Я сидел перед тарелкой с традиционными тортеллини в сметане. Каждый раз, когда мы вместе с отцом обедаем «У Роберто» в неизменных декорациях из бежевых скатертей и приглушенного света, я заказываю одно и то же жидкое и белое блюдо, а он берет мясо. Мне кажется, наши пищевые пристрастия — отражение нас самих: непонятого ребенка и крупного хищника, способного своими руками убить зверя, который в разделанном виде лежит перед ним на тарелке. Ловко ухватив нож и вилку своими быстрыми пальцами, пальцами, которые волнуют женщин — они вьются у нашего столика, оправляя юбку или проводя рукой по волосам, — отец деликатно разделывает мясо. Женщины заглядываются на его тарелку, как если бы они сами хотели стать мясом в его руках. Они наклоняются, улыбаются, их блузки распахиваются, а отец резко вскакивает, отталкивая стул, и здоровается с ними; их голоса чуть дрожат, на шеях расцветают пунцовые пятна — похоже на тропический цветок, раскрывшийся больше, чем следует. Когда я был ребенком, всегда наступал такой момент: женщины говорили мне всякие глупости слащавыми голосами — так сюсюкают с щенком, — но их позы выдавали, что все это — для отца, а он кивал и рассеянно улыбался. Теперь многое поменялось: коснувшись губами щеки отца, иногда возле его рта, они смущенно смеются и смотрят на меня — «Ты же помнишь моего сына, Бенжамена?» И я вижу, как грусть наполняет их глаза: им неприятен намек на возраст моего отца, а может, и на их возраст, хотя выглядят они все моложе и моложе, будто папа всю жизнь только и делал, что очаровывал юных барышень, перенимающих свою привязанность от прежнего поколения и передающих ее с годами, словно эстафетную палочку.
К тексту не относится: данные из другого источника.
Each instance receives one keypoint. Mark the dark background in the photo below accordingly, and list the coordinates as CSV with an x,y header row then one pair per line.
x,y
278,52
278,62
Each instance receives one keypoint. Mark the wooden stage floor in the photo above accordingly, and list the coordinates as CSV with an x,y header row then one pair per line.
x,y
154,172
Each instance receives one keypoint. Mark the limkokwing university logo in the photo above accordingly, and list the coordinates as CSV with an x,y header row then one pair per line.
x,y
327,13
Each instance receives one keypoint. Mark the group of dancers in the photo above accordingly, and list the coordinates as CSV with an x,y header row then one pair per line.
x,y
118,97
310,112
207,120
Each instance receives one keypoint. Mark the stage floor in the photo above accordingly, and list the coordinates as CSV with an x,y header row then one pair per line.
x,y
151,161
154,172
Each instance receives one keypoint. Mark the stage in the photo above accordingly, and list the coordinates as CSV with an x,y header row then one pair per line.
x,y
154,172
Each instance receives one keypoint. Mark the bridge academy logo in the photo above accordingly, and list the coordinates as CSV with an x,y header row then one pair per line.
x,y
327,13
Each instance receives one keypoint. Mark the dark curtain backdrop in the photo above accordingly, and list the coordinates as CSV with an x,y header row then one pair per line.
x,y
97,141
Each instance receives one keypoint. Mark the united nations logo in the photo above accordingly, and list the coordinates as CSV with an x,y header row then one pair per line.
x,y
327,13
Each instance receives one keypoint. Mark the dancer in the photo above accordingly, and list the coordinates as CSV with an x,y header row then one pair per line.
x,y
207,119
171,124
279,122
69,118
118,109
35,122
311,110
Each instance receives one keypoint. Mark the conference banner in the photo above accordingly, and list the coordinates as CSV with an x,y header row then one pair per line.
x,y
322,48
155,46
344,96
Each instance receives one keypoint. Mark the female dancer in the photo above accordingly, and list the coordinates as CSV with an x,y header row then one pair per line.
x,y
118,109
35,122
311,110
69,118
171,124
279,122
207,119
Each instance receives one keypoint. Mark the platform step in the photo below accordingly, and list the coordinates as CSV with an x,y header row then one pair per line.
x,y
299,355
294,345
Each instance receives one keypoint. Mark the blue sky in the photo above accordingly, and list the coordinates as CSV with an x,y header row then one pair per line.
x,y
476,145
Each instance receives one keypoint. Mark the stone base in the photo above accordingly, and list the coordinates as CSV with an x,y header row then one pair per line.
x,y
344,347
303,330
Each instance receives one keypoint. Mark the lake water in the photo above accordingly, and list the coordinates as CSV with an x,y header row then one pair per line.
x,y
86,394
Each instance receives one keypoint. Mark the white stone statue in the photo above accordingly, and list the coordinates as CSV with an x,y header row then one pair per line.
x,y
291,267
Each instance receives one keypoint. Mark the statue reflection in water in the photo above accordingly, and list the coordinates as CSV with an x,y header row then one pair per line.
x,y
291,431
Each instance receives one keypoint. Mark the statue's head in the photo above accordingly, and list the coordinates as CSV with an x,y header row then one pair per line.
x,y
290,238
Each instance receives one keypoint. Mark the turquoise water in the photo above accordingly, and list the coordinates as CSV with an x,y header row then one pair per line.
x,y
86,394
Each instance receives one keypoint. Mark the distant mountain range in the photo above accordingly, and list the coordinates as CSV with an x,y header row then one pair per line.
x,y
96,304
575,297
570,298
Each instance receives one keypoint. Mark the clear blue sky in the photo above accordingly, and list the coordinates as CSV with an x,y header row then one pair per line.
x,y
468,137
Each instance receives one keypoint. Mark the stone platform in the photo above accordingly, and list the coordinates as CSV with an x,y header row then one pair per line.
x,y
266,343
Я представляю, как женщины в шортах и пронумерованных футболках бегут по дорожкам стадиона — круг, другой, и вот они уже тяжело дышат, краснеют и, в конце концов, передают более свежим соперницам флаг своей страсти. С недавнего времени некоторые дамочки улыбаются мне почти так же, как отцу, и приветствуют меня еще более нежным голосом. Тогда отец принимается изучать свой смартфон или смотрит в пространство, механически разглаживая накрывающую его колени салфетку, больше похожую на простынь.